Even a well-built structure ages, and some parts of the old chapel are now new. The stairs and walls that lead down to the basement have been replaced. The basement has a new cement floorpoured over the original dirt oneand new support columns. The original cross beams are still in place and only a handful of them needed reinforcing.
Among the original items still in the chapel are a Bible donated in 1922, a wooden biera stand that holds the casket before burial, and wooden folding chairs. One of the more unusual vintage objects is a small ceremonial shovel. Waldo Wilson, the six-year-old grandson of Horace Waldo Wilson, used it to turn the earth for the construction. Waldo Wilson's daughter is Sarah Andreassen, Town Clerk.
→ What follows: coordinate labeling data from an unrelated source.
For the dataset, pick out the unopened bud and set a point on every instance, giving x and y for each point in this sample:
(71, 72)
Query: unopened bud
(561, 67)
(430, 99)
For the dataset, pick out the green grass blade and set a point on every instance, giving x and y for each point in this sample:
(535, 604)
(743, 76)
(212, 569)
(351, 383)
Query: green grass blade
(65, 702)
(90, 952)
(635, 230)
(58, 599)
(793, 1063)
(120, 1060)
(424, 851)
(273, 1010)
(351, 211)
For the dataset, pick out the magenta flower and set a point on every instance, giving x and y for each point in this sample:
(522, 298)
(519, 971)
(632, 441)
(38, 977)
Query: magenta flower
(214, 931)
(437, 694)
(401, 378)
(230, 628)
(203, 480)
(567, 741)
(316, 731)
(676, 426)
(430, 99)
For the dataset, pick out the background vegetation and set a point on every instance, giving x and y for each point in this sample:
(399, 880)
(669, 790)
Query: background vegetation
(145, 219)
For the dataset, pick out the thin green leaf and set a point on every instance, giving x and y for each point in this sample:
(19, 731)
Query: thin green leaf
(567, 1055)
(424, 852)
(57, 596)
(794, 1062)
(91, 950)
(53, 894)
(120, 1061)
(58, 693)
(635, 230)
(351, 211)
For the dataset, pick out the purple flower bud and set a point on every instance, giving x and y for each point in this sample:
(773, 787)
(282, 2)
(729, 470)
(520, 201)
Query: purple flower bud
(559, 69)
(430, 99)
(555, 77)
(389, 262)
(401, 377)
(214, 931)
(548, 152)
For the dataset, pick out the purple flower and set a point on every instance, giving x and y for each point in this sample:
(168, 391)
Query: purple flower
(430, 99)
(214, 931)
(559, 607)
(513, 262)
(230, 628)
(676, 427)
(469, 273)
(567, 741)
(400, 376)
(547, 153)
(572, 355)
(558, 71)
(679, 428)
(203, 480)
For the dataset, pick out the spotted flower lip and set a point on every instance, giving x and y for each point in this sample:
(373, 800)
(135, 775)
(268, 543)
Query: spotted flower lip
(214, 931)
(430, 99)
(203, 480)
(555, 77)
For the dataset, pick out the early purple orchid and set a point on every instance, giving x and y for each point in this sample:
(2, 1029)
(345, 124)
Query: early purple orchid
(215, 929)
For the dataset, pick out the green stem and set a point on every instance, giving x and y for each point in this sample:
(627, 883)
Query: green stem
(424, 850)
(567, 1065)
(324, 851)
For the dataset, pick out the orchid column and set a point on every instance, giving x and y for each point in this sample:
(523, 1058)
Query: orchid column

One piece not expected to make the transition to this century is the original 24-light ceiling chandelier. The metal structure may not survive damage done from lying for years on a dirt floor in an unheated building.
A glance back in time
"It was common for a cemetery to have a chapel," explains Brophy, "but this chapel arrived a little late." Many town cemeteries built their chapels 20 years earlier, by the 1880s. Typically chapels offered a church-like setting for burial services for people who had not lived in the town, or people who did not belong to the established churches.
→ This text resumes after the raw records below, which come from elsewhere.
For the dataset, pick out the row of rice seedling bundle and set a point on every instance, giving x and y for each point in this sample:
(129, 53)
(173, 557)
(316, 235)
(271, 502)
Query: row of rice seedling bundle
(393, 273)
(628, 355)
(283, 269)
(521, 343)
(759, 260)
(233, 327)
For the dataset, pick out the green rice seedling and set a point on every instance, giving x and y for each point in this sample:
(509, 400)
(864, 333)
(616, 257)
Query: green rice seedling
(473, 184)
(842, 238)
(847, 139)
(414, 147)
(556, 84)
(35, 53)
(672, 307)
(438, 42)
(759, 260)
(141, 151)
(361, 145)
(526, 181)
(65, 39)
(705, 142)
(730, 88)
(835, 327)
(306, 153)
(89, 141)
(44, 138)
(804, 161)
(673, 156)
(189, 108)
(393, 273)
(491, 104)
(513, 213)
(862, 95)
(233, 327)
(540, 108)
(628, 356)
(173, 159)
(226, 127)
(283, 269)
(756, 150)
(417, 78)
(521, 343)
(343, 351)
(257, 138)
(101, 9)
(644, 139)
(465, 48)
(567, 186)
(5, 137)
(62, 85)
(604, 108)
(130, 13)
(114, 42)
Records indicate that in 1917, ten years after the Wilson Chapel was donated, it had been used 18 times for people who had been brought to Carlisle for burial, and ten times for residents
1917 was also the first year records note an embalming. During this decade a gravesite could cost about $4. A grave preparer, who would attend the funeral and prepare the body, would also cost about $4. Caskets ranged in price from $9 to $50, and it cost $47 to rent the hearse and seven horses to draw it. The town's second hearse, dating from 1865, was restored and later donated to the Historical Society. Plans have been made for it to appear in this year's Old Home Day Parade.
The chapel today
While all the details of how and when the Wilson Chapel will be used are yet to decided, the Historical Society wants Carlisle residents to know that the restoration work is done, and that the chapel is once again open for use free to the public The society also plans on having occasional tours of the chapel.
"The selectmen are by default the cemetery commissioners," explains society president Forsberg. They will have some say in orchestrating the public use of this restored gem. In the meantime, inquires about using the Wilson Chapel should be directed to Gary Davis at the DPW.